绣坊以七间打通的大屋为场,东厢缫丝,西厢织造,正厅则为绣娘作工之处。
陈家出一百银铢,购织机、绣架、丝线诸物;石桥村则以族田三十亩为抵押,并出人力四十户。
年终核算时,盈余先抽二成存为公积,用于修缮器械、周转应急,余者按“本五力五”之分:陈家得利五成,村户按工量共分五成。
这些工坊吸纳了大量矿工的家眷。
矿上干的本是最苦最险的活计,抽鞭呵斥是常事,矿工们嘴上骂着“陈吸髓”,却仍旧日日钻进矿洞,说到底,是个“利”字拴住了人:一家之中,男人下矿挣血汗钱,女子孩童却在陈家的厂坊里得一份安稳生计。
这般安排,竟叫人有怒骂的由头,却无造反的狠心——一家老小的活路都系在陈家手上,鞭子与饭食,竟是从同一只手里递出来的!
在绣坊中,十余名女子正低头捻针走线。
其中竟有五六人皆是垂髫少女,指节尚显稚嫩,目光却极专注。
陈卓解释道:“这些孩子多是村中贫户之女,若不入绣坊,此刻不是在山间拾柴,便是被爹娘许人换聘礼了。”

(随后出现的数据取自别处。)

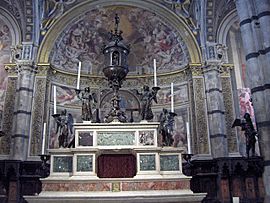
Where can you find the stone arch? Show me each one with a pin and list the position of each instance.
(160, 10)
(12, 25)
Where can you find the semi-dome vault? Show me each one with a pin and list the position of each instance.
(81, 37)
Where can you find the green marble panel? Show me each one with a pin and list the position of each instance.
(147, 162)
(84, 163)
(62, 164)
(146, 138)
(115, 138)
(169, 162)
(85, 139)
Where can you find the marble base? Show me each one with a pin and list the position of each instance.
(168, 196)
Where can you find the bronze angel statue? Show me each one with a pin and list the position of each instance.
(88, 101)
(64, 128)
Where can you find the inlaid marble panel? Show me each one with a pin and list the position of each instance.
(147, 162)
(84, 163)
(146, 138)
(115, 138)
(62, 164)
(85, 139)
(169, 162)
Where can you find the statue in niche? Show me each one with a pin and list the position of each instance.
(115, 58)
(147, 98)
(250, 133)
(166, 120)
(64, 128)
(88, 101)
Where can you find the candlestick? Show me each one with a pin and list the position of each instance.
(172, 98)
(43, 139)
(54, 99)
(188, 138)
(79, 75)
(155, 73)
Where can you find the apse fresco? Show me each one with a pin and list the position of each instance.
(148, 36)
(5, 43)
(180, 130)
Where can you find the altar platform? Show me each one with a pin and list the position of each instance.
(116, 162)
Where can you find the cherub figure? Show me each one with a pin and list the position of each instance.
(64, 128)
(88, 99)
(147, 98)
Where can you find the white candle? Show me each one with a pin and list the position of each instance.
(43, 139)
(54, 99)
(79, 75)
(155, 73)
(188, 138)
(172, 107)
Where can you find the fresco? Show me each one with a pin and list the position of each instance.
(148, 36)
(5, 43)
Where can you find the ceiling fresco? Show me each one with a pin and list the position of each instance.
(148, 36)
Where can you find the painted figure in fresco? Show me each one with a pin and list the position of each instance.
(88, 99)
(64, 128)
(166, 120)
(250, 133)
(147, 98)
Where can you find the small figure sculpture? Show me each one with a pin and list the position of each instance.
(64, 127)
(87, 98)
(147, 96)
(250, 132)
(166, 120)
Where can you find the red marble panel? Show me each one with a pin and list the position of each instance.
(225, 192)
(250, 188)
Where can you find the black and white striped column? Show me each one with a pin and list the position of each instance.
(215, 111)
(22, 113)
(255, 31)
(263, 14)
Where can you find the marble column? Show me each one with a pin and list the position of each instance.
(215, 110)
(263, 14)
(257, 50)
(5, 141)
(22, 113)
(200, 138)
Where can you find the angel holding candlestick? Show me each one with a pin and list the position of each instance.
(147, 98)
(88, 100)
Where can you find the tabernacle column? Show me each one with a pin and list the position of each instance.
(263, 13)
(215, 101)
(22, 113)
(257, 77)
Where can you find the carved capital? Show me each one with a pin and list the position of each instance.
(215, 53)
(211, 67)
(42, 69)
(26, 66)
(11, 69)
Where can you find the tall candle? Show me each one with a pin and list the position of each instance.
(188, 138)
(43, 139)
(54, 99)
(172, 98)
(79, 75)
(155, 73)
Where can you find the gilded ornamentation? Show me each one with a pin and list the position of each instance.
(229, 114)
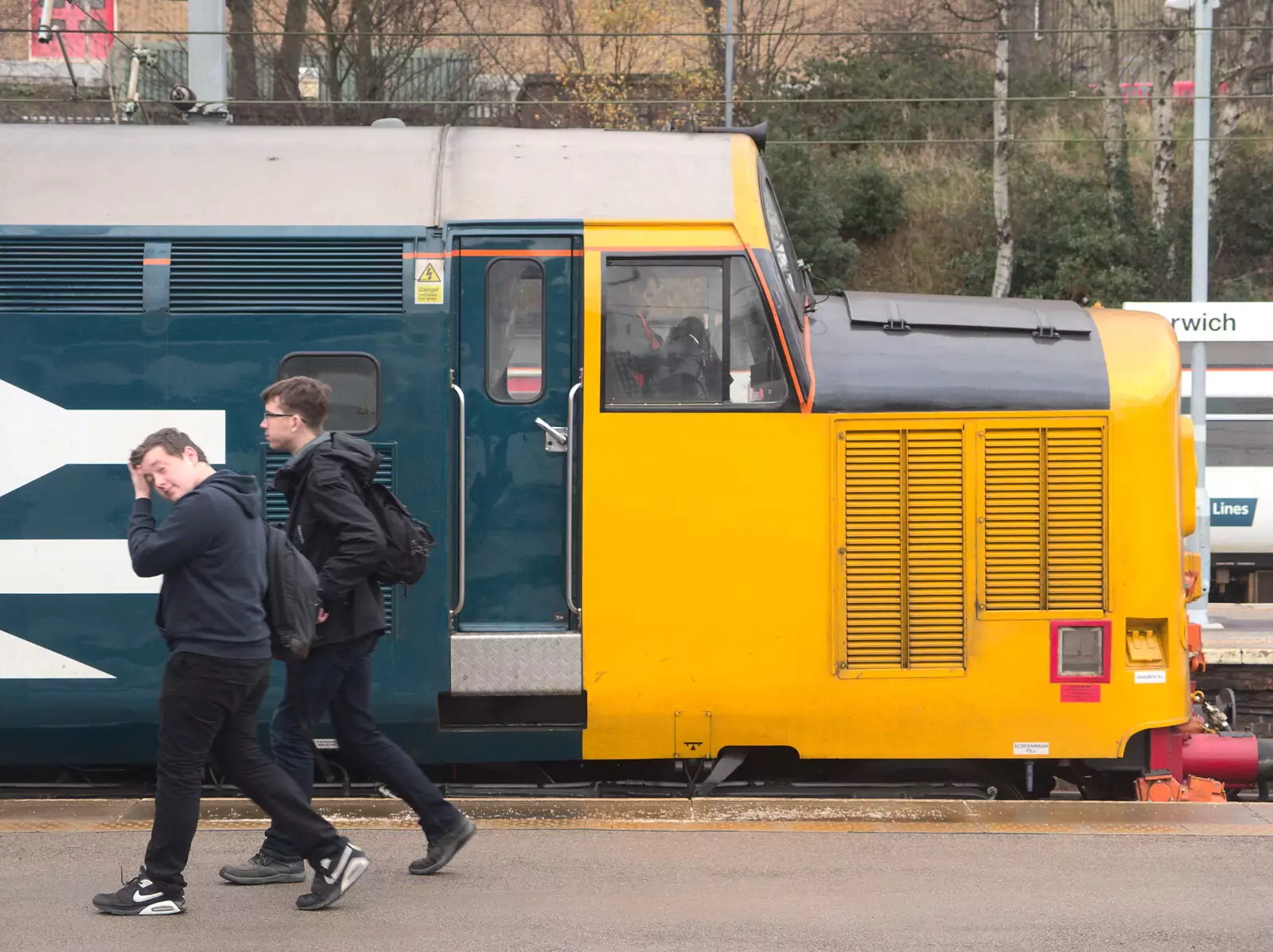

窗外忽传来孩童诵书声——原是绣坊旁另设蒙学,做工者的子女皆可在此免费识字念算。
一位教习先生手持戒尺,正领着一群娃娃读《千字文》。
进入缫丝厂,只见近百名工人围着脚踏缫车忙碌,热水盆中茧丝如银线般抽拉而出,卷绕轴上渐渐堆成雪白的丝饼。
铜叶轮的转动声与梭子穿梭的节奏交织成一曲劳作的乐章。
我仔细查看了织机、罗机与提花机,始终沉吟未语。
这些机具确比旧式大有精进,尤其导丝滑轮、卷绕轴等关键部位以云青铜铸就,耐磨耐蚀,效率显着提升。
然而在我眼中,它们仍有极大的改进空间。
譬如那经线定距梳,尚未充分利用云青铜的特性,完全可以设计成齿距可调的结构,以灵活适配不同纹样的织造需求。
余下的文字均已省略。